Midnight Sun contributor John-John Williams IV was at Maxwell's show last night at 1st Mariner Arena. Here are his thoughts:

Maxwell ended the American leg of "The BLACKsummer'snight Tour" last night at First Mariner Arena in Baltimore, and he left it all on the stage. The neo-soul crooner sure knows how to leave a crowd satisfied.


Maxwell's "BLACKsummer'snight" was one of the most anticipated albums of this year -- and for good reason.

After all, the Brooklyn native was one of the main artists along with Lauryn Hill who became the face of the neo-soul movement of the mid-to-late '90s. Sure, there have been tons of suitors since then -- Anthony Hamilton, Raheem DeVaughn, and even the uber-successful John Legend. But none have been able to knock Maxwell off of his often vacant throne ...

While crooners like Legend have been a little bit more subtle in their songs about love making -- he sure was during his performance a couple months back at Merriweather Post Pavilion -- Maxwell all but slaps you in the face with it.
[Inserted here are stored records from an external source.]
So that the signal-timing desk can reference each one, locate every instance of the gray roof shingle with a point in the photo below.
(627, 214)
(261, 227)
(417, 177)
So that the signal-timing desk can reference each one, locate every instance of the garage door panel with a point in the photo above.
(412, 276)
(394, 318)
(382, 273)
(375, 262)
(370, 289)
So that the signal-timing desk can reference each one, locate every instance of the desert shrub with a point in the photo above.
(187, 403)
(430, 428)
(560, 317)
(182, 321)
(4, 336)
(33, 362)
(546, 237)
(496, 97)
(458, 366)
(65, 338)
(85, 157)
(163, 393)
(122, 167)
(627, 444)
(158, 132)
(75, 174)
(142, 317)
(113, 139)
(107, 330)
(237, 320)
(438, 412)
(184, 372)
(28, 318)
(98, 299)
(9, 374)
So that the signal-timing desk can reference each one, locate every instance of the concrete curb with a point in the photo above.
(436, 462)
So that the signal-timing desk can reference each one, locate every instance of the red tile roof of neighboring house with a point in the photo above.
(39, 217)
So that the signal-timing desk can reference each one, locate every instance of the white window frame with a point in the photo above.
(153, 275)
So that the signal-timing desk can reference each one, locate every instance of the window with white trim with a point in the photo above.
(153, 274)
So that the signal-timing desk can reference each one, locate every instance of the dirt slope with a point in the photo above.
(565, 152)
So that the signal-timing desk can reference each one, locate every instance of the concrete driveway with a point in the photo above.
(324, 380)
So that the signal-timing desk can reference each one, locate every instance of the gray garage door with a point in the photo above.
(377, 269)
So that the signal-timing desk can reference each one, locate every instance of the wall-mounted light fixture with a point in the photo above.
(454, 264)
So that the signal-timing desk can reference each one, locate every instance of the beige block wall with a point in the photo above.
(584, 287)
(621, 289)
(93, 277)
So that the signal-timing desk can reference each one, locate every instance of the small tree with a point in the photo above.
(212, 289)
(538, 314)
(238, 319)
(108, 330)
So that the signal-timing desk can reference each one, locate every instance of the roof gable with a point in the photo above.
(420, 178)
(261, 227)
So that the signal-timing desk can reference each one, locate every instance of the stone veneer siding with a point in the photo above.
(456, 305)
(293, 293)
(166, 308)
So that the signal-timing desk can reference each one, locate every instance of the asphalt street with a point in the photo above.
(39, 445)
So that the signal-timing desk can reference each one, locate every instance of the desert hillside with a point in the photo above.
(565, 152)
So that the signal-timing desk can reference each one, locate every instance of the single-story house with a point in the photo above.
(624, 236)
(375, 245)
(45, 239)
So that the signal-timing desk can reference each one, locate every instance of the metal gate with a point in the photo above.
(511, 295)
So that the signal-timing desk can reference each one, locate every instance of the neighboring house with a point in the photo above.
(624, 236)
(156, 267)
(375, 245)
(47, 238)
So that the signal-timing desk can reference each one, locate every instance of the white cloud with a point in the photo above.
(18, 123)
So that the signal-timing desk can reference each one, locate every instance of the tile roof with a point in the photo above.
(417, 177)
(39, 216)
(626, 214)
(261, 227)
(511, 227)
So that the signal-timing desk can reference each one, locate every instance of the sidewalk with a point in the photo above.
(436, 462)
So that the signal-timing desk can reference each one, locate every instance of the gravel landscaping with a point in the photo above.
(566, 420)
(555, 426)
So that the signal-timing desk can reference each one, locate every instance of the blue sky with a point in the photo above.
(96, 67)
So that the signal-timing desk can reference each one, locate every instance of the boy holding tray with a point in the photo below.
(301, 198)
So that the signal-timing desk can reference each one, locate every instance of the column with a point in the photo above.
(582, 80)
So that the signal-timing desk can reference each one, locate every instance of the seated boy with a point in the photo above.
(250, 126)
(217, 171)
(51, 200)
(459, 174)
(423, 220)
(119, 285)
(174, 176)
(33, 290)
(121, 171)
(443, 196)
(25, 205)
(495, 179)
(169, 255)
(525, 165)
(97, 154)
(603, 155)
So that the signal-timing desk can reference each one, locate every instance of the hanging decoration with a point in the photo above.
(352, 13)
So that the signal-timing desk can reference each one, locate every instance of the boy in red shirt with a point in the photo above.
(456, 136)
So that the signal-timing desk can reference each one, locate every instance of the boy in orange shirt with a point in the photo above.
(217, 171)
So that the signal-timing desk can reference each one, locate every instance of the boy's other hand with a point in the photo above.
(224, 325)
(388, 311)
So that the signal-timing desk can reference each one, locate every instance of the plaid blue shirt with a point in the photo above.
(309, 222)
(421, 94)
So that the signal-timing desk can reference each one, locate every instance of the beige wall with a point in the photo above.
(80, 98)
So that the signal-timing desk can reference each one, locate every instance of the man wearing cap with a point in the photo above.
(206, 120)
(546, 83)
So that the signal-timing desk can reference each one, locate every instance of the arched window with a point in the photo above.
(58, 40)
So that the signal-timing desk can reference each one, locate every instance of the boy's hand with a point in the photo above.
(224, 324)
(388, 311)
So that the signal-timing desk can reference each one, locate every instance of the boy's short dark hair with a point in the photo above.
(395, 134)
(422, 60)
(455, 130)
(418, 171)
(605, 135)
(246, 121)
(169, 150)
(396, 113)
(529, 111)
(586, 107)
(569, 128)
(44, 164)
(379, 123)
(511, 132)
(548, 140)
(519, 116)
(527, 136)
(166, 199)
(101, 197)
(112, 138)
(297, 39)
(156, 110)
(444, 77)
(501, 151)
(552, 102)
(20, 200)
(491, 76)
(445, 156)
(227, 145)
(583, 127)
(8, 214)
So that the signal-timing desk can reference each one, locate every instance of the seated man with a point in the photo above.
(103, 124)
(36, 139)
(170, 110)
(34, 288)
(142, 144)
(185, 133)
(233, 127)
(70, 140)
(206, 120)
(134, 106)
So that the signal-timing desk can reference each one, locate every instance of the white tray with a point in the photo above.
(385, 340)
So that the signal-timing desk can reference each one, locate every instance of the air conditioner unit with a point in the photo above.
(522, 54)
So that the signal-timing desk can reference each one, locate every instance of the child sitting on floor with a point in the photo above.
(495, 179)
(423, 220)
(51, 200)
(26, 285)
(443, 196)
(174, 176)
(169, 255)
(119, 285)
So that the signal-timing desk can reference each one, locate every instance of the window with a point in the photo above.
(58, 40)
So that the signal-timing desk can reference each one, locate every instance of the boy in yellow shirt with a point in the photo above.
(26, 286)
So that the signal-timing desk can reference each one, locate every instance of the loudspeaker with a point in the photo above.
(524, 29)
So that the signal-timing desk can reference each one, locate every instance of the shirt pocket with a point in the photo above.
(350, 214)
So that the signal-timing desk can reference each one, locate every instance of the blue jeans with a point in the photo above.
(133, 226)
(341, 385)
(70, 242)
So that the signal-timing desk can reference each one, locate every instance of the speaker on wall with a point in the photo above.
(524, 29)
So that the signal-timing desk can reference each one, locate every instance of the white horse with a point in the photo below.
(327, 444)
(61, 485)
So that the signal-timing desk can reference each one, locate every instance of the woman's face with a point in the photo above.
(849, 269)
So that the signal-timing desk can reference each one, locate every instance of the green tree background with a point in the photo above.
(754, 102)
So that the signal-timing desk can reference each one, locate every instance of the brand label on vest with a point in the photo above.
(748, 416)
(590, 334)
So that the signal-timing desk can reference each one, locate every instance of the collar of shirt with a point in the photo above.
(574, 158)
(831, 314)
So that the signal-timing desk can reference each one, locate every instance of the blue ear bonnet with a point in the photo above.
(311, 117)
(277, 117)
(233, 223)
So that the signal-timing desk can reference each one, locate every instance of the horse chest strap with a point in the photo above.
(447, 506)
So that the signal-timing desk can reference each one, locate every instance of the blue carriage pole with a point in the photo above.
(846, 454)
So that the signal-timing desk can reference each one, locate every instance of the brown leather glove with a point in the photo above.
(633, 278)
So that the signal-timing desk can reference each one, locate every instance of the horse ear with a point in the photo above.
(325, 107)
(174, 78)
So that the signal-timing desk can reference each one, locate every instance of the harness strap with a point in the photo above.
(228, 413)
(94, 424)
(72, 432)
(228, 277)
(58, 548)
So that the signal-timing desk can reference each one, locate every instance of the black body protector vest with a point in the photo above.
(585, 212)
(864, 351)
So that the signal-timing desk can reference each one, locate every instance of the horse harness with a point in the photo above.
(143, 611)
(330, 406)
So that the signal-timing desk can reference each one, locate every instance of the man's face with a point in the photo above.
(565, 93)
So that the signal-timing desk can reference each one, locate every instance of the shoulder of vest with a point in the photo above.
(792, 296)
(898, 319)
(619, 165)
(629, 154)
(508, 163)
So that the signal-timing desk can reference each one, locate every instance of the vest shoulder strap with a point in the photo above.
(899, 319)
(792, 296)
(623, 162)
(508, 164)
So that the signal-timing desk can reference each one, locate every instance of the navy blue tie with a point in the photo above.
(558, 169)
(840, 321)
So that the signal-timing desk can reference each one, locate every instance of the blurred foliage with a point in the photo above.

What amazes you about Maxwell is that he is such a sensual showman. Who knew? Maybe that's something he has developed during the eight-year hiatus since his last album "Now."

During "Bad Habits," a single from "BLACKsummer'snight," the veteran crooner did James Brown splits and thrusted, and swiveled his hips to taunt the audience with his sex appeal. Later during the evening, he slapped the microphone stand as if to mimic slapping a rear end. He even made sure the crowd saw him sniff a pair of thongs that were thrown onto the stage by a fan.

"How many of ya'll trying to get some booty after the show?" he yelled to the shrieking crowd in between songs. "Well you came to the right place tonight."

It was a new personality and a new style for Maxwell, who no longer has his signature curly afro a la Lenny Kravtiz circa early '90s. Now, Maxwell rocks a closely tapered cut. A "Men in Black suit" and tie completed the stylish look last night.

In addition to singing crowd favorites, "Sumthin' Sumthin," "This Woman's Work," and "Fortunate," Maxwell's concert featured an elaborate set design. His Y-shaped stage reminded me of something I would expect to see at a top-tier music awards show.

At the end of each prong of the stage, a trapped door allowed Maxwell to disappear into the underground tunnel below and emerge from the other side. It was a very hot feature that Maxwell utilized several time during the evening. It kept the crowd guessing, and always resulted in piercing screams from unsuspecting fans.

Rapper Common also gave a spirited hour-long performance that featured a slew of his hits, such as "The Light" and "I Want You," some intense free-styling to various old school rap tracks by artists such as The Notorious B.I.G and Biz Markie, backup vocals by crooner Bilal and even a stretch where Common popped and locked and break danced.

Maxwell wasn't the only one taking advantage of his magnetism during the concert. Common drew shrieks, screams, and cat calls from the audience while he delivered a rap serenade to a fan that included him stroking her face and kissing her on the lips -- twice.

Maxwell didn't kiss any fans on the lips -- on stage at least, but he blew plenty of kisses to the crowd at the end of his nearly two-hour set. He also showed a lot of class when he passed the microphone to each of his musicians and backup singers so that each one could say his or her name and hometown. It was a nice touch from neo-soul royalty.